I wyszło im całkiem dobrze. Poczciwy kapłan nie musi się już plątać po świecie - tropi zabójców we własnej parafii. Zresztą z Morderstw w Midsomer wiemy, że nie ma większego zagłębia zbrodniarzy, niż sielska angielska prowincja. Zmieniono też czas akcji z epoki edwardiańskiej na wczesna lata 50. Jedno z drugim nie prowadzi do jakichś drastycznych zmian, a daje miłe widzowi oparcie o konkretne realia. Do tego miła niespodzianka - nieopodal wioski znajduje się osiedle polskich emigrantów po/wojennych, więc możemy być zadowoleni, że w ramach pochylania się nad multikulturalizmem, BBC zauważyła i nas.W każdym razie miło było usłyszeć polszczyznę już w pierwszych dziesięciu minutach pierwszego odcinka.
Udało się też, co przecież nie jest takie oczywiste, samo przerobienie stuletnich bez mała fabuł do formatu czterdziestopięciominutowego odcinka. Może nie na poziomie moffatowskim (ale postać fanki kryminałów z jednego odcinka jest wręcz żywcem wyrwana Moffatowi spod klawiatury – mam nadzieję, że wróci w następnych seriach), ale z oryginałów ocalało sporo. Może nawet więcej, niżbym przypuszczał – polskie wydanie Przygód... w tłumaczeniu Dehnela to ledwie 1/3 całości, sporo więc mogło mi umknąć. Tam, gdzie rozpoznałem historię, poziom wierności wahał się od lekkiego tylko urozmaicenia intrygi po pisanie scenariusza w oparciu o jakiś jeden motyw. A to, co scenarzyści dopisali jest na przyzwoitym poziomie, na sto procent zaznajamiając się z europejską konkurencją: postać niechętnie współpracującego z kapłanem policjanta – w tej roli znany z marnowania się jako pan de Treville Hugo Speer – jest na sto procent podpatrzona u Don Mattea/Mateusza.
Koniec końców Father Browna warto obejrzeć. Solidna rozrywkowa produkcja, klasyczny angielski prowincjonalny kryminał od BBC. Może nie wybitny, ale nieładnie byłoby go zignorować, kiedy ci durni Muszkieterowie zaczynają mieć własny fandom na tumblrze.

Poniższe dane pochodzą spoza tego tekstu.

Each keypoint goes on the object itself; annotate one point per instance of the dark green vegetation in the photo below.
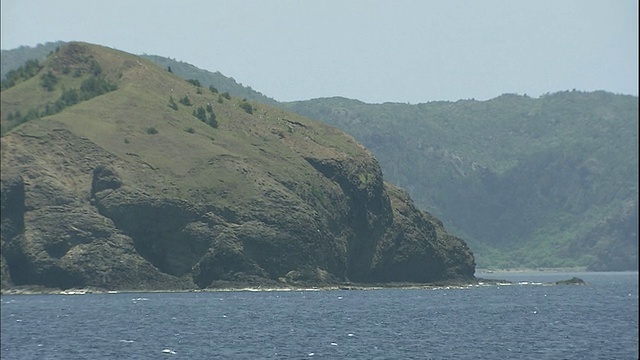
(130, 189)
(548, 182)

Brrr

4 komentarze:

  1. co do shinto to coś mi się wydaje że było anime z kapłanem/ką który rozwiązywał rozmaite sprawy ale tytułu sobie za chiny nie przypomnę :) z tych pozostałych i wymienionych tytułów chyba detektyw w sutannie był najlepszy choć pod koniec bywały dziwne odcinki jak ten w którym swoją siostrę zakonną musiał bronić przed piekielnym sądem ;-)

    OdpowiedzUsuń
  2. Był jeszcze braciszek Cadfael, który rozwiązywał zagadki kryminalne w średniowieczu. A grał go sam Jaklaudiusz!
    (mam nadzieję, że ten wpis nie pójdzie mi dwa razy, bo pierwszy zniknął gdzieś po tym, jak się zalogowałem).

    OdpowiedzUsuń
  3. Pierwsze słyszę o.O Ale jeśli w kontekście tego wspominasz o "Detektywie w sutannie" i "Morderstwach w Midsomer", to bierę.^^ A i rodzinie podetknę.

    No i tak, w zestawieniu brakowało "Kronik braciszka Cadfaela" (ostatnio właśnie dopadłam gratisowo milijon książek z serii, pytanie, kiedy do nich zajrzę), ale z drugiej strony, na tej samej zasadzie mogło brakować "Imienia róży", więc powiedzmy, że średniowiecznych mnichów wstawiamy do oddzielnej kategorii. ;)

    PS. "Zresztą z Morderstw w Midsomer wiemy, że nie ma większego zagłębia zbrodniarzy, niż sielska angielska prowincja." - dokładnie xDDDDD (zresztą, potwierdziło się w "Hot Fuzz" :D )

    OdpowiedzUsuń
  4. " ale na pewno była przynajmniej jedna książka o detektywie-rabinie"
    Kemelmana? Cała seria była i chyba jakiś film albo serial.